[ECR] [Feature Request]: Support --registry-id flag to retrieve the cross-account image scan findings in describe-image-scan-findings command

[soumyabavirisetti]

Community Note

• Please vote on this issue by adding a 👍 reaction to the original issue to help the community and maintainers prioritize this request
• Please do not leave "+1" or "me too" comments, they generate extra noise for issue followers and do not help prioritize the request
• If you are interested in working on this issue or have submitted a pull request, please leave a comment

Tell us about your request
What do you want us to build?

The --registry-id flag in the describe-image-scan-findings command specifies the AWS account ID for the target registry. However, when trying to describe the scan findings for cross-account ECR repository images, the command fails with "ScanNotFoundException" due to limitations in Amazon Inspector's integration with ECR enhanced scanning.

It would be good to support the --registry-id flag to allow the retrieval of image scan findings for cross-account ECR repository images directly.

Which service(s) is this request for?
ECR

Tell us about the problem you're trying to solve. What are you trying to do, and why is it hard?
What outcome are you trying to achieve, ultimately, and why is it hard/impossible to do right now? What is the impact of not having this problem solved? The more details you can provide, the better we'll be able to understand and solve the problem.
Access image scan findings for images in cross account ECR repository directly which is not possible due to limitation from Amazon Inspector end.

Are you currently working around this issue?
How are you currently solving this problem?
The current workaround is to make the Source Account as the Delegated administrator for the Inspector Service or assume an IAM Role/User in the Target Account to be able to describe the image scan findings.

Additional context
Anything else we should know?

Attachments
If you think you might have additional information that you'd like to include via an attachment, please do - we'll take a look. (Remember to remove any personally-identifiable information.)

[ophintor]

Just to clarify, this is not a feature request but a bug. The documentation states that we can specify an external AWS account with the --registry-id argument, so we can retrieve scan findings cross-account, but it doesn't work.

[bradg-aws]

Hi,
It is possible to do this by using ECR repository policies docs. What steps have you tried?

[ophintor]

Context:

I have account 11111 and 22222. Account 11111 has a ECR repo called repo1 with a resource policy allowing roles role1 from 11111 and role2 from 22222 to get the scan findings. Both roles have appropriate IAM permissions too. Repo repo1 has effectively some scan findings that I can see from the console.

Steps:

• Assume role1

• Run aws ecr describe-image-scan-findings (with or without --registry-id set to 11111 [11111 is the default in this case]) for repo repo1 --> It works

• Assume role2

• Run aws ecr describe-image-scan-findings for repo1 (we need to set --registry-id set to 11111, because we are now going cross-account from 22222 to 11111) --> I get scan not found

@soumyabavirisetti and I spent the best part of one morning trying to figure out the issue, and I believe she was able to reproduce it in her own environment.

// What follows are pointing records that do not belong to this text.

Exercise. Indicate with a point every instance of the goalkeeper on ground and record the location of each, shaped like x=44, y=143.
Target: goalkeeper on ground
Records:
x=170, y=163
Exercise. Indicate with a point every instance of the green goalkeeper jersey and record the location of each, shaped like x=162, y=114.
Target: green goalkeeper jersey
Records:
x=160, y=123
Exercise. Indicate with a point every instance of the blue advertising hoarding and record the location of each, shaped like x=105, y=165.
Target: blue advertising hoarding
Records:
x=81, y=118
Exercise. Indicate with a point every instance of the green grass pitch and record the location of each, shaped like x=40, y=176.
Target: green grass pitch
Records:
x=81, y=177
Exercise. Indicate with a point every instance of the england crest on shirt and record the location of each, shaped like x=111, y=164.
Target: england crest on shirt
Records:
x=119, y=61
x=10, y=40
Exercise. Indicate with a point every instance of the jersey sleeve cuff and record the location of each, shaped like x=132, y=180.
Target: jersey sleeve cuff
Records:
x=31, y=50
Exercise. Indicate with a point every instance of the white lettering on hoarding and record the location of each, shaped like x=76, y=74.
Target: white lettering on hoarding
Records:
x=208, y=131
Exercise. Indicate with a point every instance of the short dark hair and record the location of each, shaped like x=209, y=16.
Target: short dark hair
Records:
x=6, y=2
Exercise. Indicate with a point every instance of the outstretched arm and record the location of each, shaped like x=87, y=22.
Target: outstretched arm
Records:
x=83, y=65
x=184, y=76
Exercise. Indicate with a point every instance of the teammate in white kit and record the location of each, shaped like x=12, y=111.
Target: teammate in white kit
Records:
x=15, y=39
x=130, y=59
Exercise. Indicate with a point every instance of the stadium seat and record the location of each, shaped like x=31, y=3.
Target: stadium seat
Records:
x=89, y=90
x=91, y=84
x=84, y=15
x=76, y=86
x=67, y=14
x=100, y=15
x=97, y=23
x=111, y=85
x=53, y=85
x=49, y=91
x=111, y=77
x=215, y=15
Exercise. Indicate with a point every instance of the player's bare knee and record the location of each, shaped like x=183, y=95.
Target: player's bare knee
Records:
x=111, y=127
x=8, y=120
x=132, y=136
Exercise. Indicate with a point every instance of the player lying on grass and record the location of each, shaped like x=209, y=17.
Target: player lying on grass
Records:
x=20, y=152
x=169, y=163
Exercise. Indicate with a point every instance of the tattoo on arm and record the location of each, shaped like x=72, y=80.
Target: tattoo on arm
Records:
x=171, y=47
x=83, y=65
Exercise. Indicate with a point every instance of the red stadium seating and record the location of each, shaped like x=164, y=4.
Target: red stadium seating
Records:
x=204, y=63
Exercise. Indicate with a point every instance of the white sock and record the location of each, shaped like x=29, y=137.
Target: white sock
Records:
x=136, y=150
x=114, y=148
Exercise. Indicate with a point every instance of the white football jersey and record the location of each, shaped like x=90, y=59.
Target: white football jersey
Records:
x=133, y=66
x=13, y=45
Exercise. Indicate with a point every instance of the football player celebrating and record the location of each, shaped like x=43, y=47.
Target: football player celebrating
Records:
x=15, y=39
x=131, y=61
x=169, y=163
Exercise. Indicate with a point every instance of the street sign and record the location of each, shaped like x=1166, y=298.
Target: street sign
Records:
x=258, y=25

I tried this via the CLI and also using the python API - both with the same result.

Many thanks!

[bradg-aws]

Thank you, you're correct, and sorry, I overlooked this in the original post.

the command fails with "ScanNotFoundException" due to limitations in Amazon Inspector's integration with ECR enhanced scanning.

That's exactly it. Don't believe Inspector supports cross account access unless part of an organization.
You can test this behavior directly using the Inspector2 ListCoverage API.

[ophintor]

Ok, that makes sense. The org used to be the delegated admin for Inspector, but this prevented us (as tenants) to view the findings in the console, so it was disabled. I suppose if we were to enable the delegated admin, then we should be able to pull the findings cross account?

[bradg-aws]

Yes, the calling account would need to be the delegated admin (DA). If account A is the DA for an org in which B is a member, and B's repository policy allows DescribeImageScanFindings call from A, you can call DescribeImageScanFindings from account A with --registry-id B to retrieve the findings.

Note that members can only view their own findings.

I've opened a ticket on our side to clarify in the ECR docs.